The Skin I Live In
Öncelikle hayatımın en garip filmlerinden biri olduğunu söyleyeyim. Filmde hepimizin Desperado dan bildiği Antonio Banderas başrolde. Antonio dünyanın önde gelen estetik uzmanlarından. Yüz nakli olaylarına girmiş birisi.

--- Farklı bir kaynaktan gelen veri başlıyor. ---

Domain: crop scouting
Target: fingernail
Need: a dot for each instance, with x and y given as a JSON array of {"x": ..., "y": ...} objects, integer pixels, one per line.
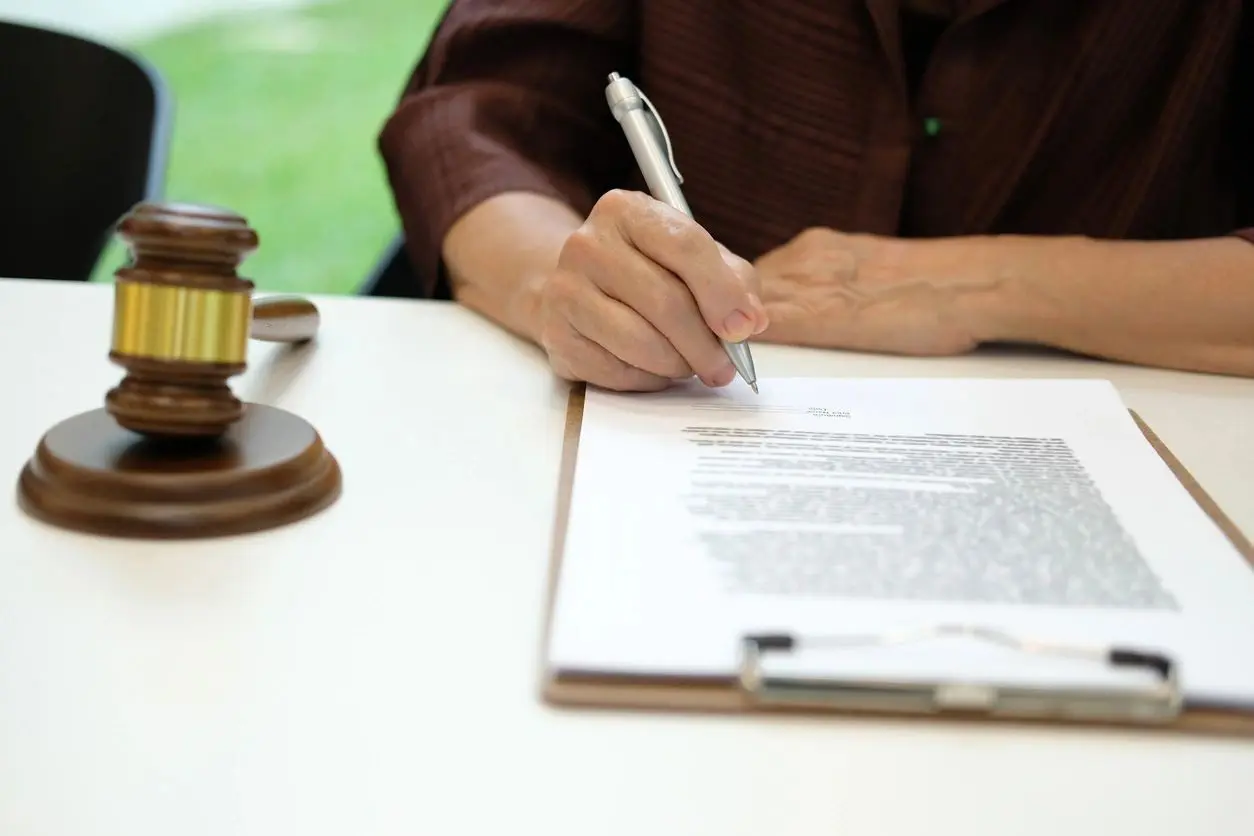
[{"x": 739, "y": 326}]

İş hayatındaki başarı malesef ailesiyle olan ilişkisine yansımamış. İntahar eden bir eş, zihinsel sorunları olan bir kız. Filmi de kızının yaşadığı bir olay üzerinden devam ettiriyorlar. Kızı insan içine karışsın belki iyileşir önerisiyle bi partiye götürüyor. Orda gençlerle tanışıyor. Derken hepinizin tahmin edeceği gibi temiz bir hava almak için dışarı çıkıyorlar. Kızın yanındaki eleman biraz atak davranıyor ama kız da hayır demiyor hiç bişeye. Derken bi anda bağırmaya başlıyor kız, eleman da korkup kaçıyor.
Kızını bir ağacın altında ağlayarak bulan Antonio çok sinirleniyor ve kızına bunu yapanı bulup intikamını alıyor. Nasıl mı ? Elemanın erkek özelliklerini, kadın özellikleriyle değiştirerek. İlk ameliyatta sadece cinsel bölgede değişiklik yapıyor. Ama ilerledikçe bütün vücut ve hormonlara müdahelede geliyor. Zaten Antonio tıp dünyasının onaylamadığı bir ton işi kendi evinde deniyor, bu eleman da onun için denek olmuş oluyor.
Buraya kadar bir sorun yoktu filmde benim için. Taki elemana yüz ameliyatı yapıp; elemanın yüzü intahar eden eşinin yüzüne benzetene kadar. Neden böyle bir hareket yaptı anlamış değilim. En başta amaç kızının intikamını almaktı ama yüz ameliyatından sonra resmen elemana aşık oldu.
Gerisini anlatamayacağım. İzleyenler izlemeyenlere bi şekilde aktarsın artık.